A whole crop of new contenders are now vying for a piece of this key enterprise market, and while their approaches are diverse, most share one thing in common: a razor-sharp focus on big data.
Much of what's driving this new proliferation of alternatives is what's commonly referred to as the "three V's" underlying big data: volume, velocity and variety.
Essentially, data today is coming at us faster and in greater volumes than ever before; it's also more diverse. It's a new data world, in other words, and traditional relational database management systems weren't really designed for it.
"Basically, they cannot scale to big, or fast, or diverse data," said Gregory Piatetsky-Shapiro, president of KDnuggets, an analytics and data-science consultancy.

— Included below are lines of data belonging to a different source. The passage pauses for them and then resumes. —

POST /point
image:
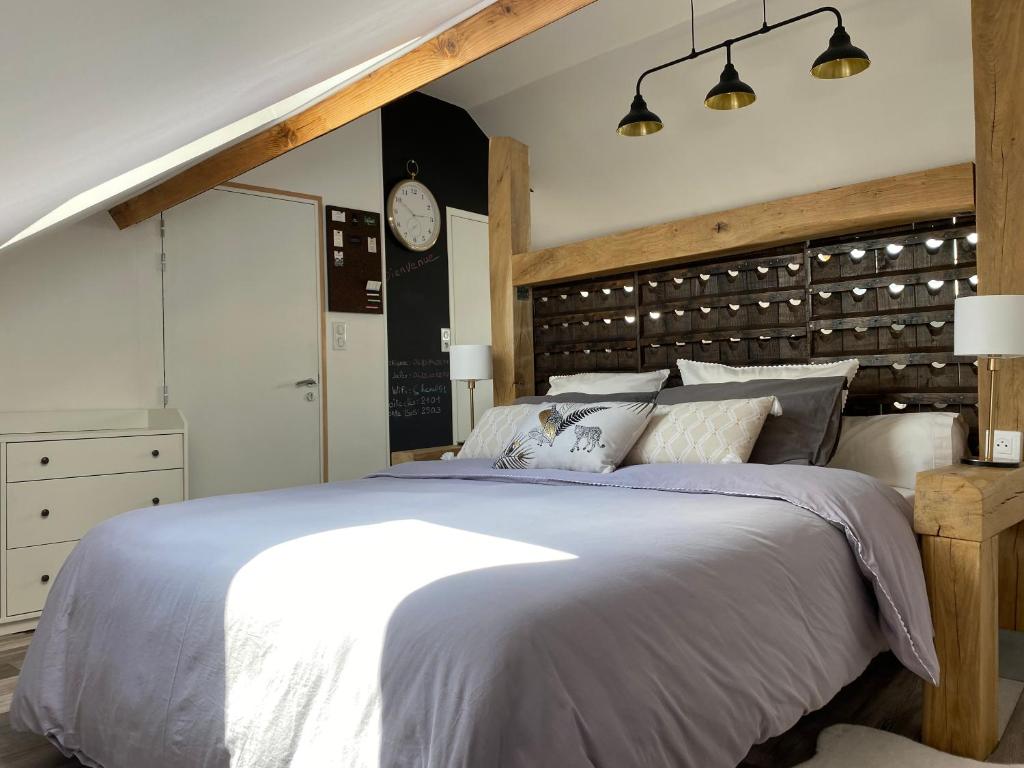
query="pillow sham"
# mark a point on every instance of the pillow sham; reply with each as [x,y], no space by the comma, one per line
[579,436]
[582,397]
[894,448]
[808,430]
[608,383]
[709,432]
[493,432]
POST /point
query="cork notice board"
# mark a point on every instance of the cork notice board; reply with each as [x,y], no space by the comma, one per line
[353,261]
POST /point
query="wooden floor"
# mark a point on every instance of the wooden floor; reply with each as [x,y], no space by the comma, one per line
[886,696]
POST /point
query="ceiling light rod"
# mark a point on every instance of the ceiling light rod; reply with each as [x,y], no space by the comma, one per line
[727,44]
[840,59]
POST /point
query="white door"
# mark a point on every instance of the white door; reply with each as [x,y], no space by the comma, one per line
[242,325]
[469,298]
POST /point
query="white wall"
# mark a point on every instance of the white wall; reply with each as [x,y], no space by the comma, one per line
[911,110]
[344,167]
[80,318]
[80,315]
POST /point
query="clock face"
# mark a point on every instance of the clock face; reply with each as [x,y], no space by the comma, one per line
[413,215]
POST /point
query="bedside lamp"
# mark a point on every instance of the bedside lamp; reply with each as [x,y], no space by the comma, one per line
[470,363]
[990,327]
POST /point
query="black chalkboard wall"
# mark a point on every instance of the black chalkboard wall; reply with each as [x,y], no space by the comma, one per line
[452,154]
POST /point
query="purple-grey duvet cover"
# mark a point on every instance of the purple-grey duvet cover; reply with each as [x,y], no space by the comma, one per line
[445,614]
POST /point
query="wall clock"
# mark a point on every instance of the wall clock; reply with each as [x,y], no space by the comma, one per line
[413,213]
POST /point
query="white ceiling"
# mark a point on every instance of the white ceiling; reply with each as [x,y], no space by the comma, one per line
[598,29]
[92,90]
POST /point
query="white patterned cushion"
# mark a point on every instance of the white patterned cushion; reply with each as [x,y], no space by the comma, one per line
[580,436]
[608,383]
[493,433]
[719,432]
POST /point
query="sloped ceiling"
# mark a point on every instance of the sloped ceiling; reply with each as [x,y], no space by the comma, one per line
[91,90]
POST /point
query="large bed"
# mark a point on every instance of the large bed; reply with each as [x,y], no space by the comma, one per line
[446,613]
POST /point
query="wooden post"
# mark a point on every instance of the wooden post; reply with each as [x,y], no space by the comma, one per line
[997,32]
[511,310]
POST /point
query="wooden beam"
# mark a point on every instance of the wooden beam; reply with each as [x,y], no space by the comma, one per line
[511,310]
[495,27]
[997,32]
[961,714]
[899,200]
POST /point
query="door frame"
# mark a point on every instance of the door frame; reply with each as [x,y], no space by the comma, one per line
[317,201]
[480,218]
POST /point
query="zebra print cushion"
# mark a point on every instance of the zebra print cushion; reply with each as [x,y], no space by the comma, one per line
[580,436]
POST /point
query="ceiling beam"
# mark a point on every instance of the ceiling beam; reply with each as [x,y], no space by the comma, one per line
[495,27]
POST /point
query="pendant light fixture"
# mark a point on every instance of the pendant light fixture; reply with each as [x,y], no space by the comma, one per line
[841,59]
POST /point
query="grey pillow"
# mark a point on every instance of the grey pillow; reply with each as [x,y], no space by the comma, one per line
[581,397]
[807,432]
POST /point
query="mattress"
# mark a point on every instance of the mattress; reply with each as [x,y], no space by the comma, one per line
[448,614]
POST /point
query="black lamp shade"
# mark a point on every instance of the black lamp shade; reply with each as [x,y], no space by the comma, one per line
[841,59]
[640,121]
[731,92]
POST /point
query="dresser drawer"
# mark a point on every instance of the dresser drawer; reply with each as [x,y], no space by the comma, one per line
[47,511]
[30,573]
[92,456]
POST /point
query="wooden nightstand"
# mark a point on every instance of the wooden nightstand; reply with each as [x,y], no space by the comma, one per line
[960,511]
[422,455]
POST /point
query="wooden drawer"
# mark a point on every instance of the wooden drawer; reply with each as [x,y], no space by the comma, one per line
[48,511]
[30,573]
[92,456]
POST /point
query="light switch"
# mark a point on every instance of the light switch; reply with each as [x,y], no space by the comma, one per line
[340,335]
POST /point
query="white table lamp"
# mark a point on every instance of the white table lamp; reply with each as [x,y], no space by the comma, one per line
[470,363]
[990,327]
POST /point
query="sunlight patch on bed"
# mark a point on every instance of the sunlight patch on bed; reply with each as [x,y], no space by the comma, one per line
[305,624]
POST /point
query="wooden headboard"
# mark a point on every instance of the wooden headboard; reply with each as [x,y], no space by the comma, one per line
[885,297]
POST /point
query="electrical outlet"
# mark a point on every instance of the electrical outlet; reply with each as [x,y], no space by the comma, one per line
[1007,445]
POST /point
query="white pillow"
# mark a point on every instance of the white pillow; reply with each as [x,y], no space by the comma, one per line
[493,432]
[896,446]
[710,432]
[715,373]
[609,383]
[580,436]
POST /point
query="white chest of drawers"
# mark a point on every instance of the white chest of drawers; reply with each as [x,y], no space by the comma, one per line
[64,472]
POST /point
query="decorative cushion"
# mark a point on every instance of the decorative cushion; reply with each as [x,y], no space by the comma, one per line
[808,430]
[585,437]
[710,432]
[581,397]
[608,383]
[493,432]
[895,448]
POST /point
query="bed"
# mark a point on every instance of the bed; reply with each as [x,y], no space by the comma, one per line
[445,613]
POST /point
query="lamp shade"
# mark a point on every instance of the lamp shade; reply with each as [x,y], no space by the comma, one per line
[470,361]
[989,327]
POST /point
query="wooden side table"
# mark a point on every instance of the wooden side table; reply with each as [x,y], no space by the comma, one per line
[960,511]
[422,455]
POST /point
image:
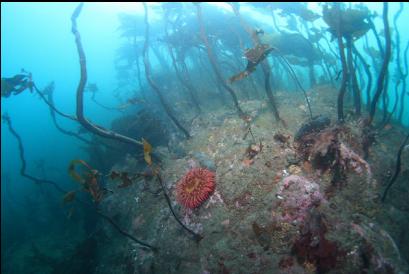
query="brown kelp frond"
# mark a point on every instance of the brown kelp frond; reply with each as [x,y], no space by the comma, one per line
[16,84]
[254,56]
[327,151]
[88,179]
[352,22]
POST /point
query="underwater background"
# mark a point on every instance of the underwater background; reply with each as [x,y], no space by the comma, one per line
[235,154]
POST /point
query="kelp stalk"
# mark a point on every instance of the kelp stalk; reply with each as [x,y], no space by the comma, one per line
[196,237]
[81,86]
[264,64]
[368,75]
[397,168]
[402,75]
[182,79]
[382,73]
[352,78]
[36,180]
[213,62]
[6,118]
[150,80]
[342,89]
[53,110]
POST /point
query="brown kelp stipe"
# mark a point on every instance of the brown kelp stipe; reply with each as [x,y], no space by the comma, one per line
[382,73]
[264,64]
[81,86]
[397,168]
[197,237]
[213,62]
[48,96]
[342,89]
[6,118]
[154,86]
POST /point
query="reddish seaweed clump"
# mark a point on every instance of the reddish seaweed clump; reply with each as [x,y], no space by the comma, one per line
[195,187]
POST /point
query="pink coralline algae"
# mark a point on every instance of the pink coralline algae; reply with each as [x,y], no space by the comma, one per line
[297,195]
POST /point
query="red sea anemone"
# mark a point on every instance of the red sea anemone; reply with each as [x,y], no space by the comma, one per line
[195,187]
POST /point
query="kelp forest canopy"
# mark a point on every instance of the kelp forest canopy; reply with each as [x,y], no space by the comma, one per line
[279,130]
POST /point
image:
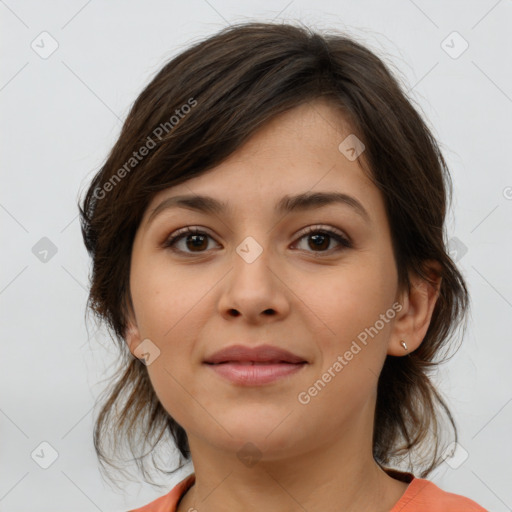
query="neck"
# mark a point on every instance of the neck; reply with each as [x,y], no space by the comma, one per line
[335,475]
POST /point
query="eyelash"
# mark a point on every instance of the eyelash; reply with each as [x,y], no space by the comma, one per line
[182,233]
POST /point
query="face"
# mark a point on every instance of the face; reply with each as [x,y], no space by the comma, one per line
[318,281]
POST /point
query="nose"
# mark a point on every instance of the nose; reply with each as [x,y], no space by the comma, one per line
[253,288]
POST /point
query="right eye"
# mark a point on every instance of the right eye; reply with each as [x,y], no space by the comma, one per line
[194,239]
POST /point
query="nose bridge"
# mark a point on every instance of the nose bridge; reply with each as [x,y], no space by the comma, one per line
[252,287]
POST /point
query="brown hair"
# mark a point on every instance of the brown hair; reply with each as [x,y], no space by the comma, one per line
[233,83]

That's what Harte Hanks recently found. Up until 2013 or so, the marketing services agency was using a combination of different databases including Microsoft SQL Server and Oracle Real Application Clusters (RAC).
"We were noticing that with the growth of data over time, our systems couldn't process the information fast enough," said Sean Iannuzzi, the company's head of technology and development. "If you keep buying servers, you can only keep going so far. We wanted to make sure we had a platform that could scale outward."
Minimizing disruption was a key goal, Iannuzzi said, so "we couldn't just switch to Hadoop."
Instead, it chose Splice Machine, which essentially puts a full SQL database on top of the popular Hadoop big-data platform and allows existing applications to connect with it, he said.
Harte Hanks is now in the early stages of implementation, but it's already seeing benefits, Iannuzzi said, including improved fault tolerance, high availability, redundancy, stability and "performance gains overall."
There's a sort of perfect storm propelling the emergence of new database technologies, said Carl Olofson, a research vice president with IDC.
First, "the equipment we're using is much more capable of handling large data collections quickly and flexibly than in the past," Olofson noted.
In the old days, such collections "pretty much had to be put on spinning disk" and the data had to be structured in a particular way, he explained.
Now there's 64-bit addressability, making it possible to set up larger memory spaces, as well as much faster networks and the ability to string multiple computers together to act as single, large databases.
"Those things have opened up possibilities that weren't available before," Olofson said.